In any case, Mr Gilmartin never fulfilled his earlier threat to write to the tribunal and tell them he would not be appearing, so as far as Mr Justice Flood's team of lawyers is concerned, his original agreement to testify still stood.
Mr Gilmartin followed last week's proceedings in Dublin Castle from his home in Luton, and was watching the Late Late Show on Friday when Mr Flynn appeared.
Asked by Gay Byrne if he knew Mr Gilmartin, the EU Commissioner said: "Yeah, I haven't seen him now for some years. I met him. He's a Sligo man who went to England and made a lot of money. Came back. Wanted to do a lot of business in Ireland. Didn't work out for him. He's not well. His wife isn't well. And he's out of sorts."

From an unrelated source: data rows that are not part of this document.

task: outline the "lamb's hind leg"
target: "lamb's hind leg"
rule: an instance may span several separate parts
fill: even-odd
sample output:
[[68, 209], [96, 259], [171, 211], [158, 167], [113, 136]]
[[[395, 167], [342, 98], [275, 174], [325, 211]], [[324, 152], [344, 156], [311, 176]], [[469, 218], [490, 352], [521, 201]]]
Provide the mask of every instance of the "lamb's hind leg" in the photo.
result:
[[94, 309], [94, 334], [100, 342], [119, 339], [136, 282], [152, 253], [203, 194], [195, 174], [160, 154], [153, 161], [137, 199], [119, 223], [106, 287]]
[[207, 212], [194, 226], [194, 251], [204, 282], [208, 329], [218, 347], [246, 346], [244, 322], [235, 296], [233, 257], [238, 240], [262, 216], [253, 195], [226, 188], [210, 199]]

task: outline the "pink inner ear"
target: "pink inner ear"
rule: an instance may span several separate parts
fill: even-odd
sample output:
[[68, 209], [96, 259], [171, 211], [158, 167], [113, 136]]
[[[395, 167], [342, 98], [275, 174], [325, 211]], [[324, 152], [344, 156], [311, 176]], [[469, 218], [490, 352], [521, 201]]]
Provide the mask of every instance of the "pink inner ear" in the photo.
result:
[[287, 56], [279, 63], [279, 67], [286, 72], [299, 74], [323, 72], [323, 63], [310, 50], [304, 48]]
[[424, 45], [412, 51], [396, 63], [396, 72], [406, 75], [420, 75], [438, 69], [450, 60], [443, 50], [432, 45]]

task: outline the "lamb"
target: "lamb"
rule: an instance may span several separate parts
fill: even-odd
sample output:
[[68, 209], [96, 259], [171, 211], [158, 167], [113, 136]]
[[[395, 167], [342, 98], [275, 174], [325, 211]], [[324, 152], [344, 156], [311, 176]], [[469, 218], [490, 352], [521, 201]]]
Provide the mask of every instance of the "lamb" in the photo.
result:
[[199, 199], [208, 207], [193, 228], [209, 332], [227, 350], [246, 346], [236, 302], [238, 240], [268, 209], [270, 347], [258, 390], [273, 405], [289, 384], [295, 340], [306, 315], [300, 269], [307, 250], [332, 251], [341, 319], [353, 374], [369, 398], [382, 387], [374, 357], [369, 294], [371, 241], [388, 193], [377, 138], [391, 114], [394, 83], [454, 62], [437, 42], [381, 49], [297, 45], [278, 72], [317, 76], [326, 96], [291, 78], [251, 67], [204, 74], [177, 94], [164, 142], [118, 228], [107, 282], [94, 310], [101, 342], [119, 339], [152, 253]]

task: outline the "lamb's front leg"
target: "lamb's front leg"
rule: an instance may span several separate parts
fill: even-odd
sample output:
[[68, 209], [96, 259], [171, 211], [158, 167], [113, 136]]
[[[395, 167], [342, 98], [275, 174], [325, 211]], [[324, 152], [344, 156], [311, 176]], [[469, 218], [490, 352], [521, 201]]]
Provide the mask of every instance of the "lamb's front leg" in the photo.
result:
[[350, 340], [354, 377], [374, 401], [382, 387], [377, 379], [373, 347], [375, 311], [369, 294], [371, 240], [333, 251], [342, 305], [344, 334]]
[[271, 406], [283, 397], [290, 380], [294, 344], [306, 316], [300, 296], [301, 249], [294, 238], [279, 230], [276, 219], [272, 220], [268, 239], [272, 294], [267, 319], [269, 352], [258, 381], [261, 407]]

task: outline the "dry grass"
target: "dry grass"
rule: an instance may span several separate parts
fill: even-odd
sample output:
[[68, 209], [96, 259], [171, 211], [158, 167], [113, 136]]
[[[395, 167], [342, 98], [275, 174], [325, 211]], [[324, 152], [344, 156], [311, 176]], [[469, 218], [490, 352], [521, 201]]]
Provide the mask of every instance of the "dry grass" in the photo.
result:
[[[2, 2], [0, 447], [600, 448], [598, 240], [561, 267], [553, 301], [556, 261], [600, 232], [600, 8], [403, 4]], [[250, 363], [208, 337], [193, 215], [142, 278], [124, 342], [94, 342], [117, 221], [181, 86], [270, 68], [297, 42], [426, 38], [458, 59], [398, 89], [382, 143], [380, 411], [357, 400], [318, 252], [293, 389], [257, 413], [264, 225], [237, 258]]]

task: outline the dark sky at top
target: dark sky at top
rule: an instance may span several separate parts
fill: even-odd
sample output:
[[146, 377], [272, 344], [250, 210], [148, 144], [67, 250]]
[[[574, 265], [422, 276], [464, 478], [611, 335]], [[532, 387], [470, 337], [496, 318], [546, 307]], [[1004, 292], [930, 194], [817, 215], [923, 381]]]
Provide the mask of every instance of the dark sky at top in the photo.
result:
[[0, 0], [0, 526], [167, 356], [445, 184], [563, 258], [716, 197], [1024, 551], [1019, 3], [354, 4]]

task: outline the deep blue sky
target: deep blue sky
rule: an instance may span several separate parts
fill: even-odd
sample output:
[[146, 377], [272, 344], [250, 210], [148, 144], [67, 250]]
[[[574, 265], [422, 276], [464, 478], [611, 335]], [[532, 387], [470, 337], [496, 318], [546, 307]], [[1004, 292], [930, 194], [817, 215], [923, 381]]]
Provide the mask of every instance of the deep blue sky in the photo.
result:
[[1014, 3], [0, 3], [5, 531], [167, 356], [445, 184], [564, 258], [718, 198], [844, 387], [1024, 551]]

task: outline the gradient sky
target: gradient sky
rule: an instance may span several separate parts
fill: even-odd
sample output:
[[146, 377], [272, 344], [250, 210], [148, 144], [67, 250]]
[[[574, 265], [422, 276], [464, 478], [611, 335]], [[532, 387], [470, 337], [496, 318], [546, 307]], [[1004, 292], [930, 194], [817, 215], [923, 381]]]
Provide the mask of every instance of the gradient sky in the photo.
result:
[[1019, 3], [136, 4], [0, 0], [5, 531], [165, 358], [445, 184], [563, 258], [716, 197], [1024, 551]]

At the weekend, Mr Gilmartin responded angrily to the remarks, saying he was reconsidering giving evidence to the tribunal. He said his health was the "very best" and the reference to his wife had caused distress to family and friends.
After he left the studio, Mr Flynn telephoned the Late Late Show with a retraction. Mr Byrne told his viewers: "In the interview it was suggested by Pee Flynn that Tom Gilmartin was sick. As far as Pee is concerned Tom Gilmartin is not sick and has never been seriously sick and we would just like to say sorry and apologise for that."
Mr Gilmartin also said Mr Flynn had repeatedly tried to contact him after the allegations about a £50,000 payment to a politician surfaced last September. He says he has kept documentary evidence to prove this.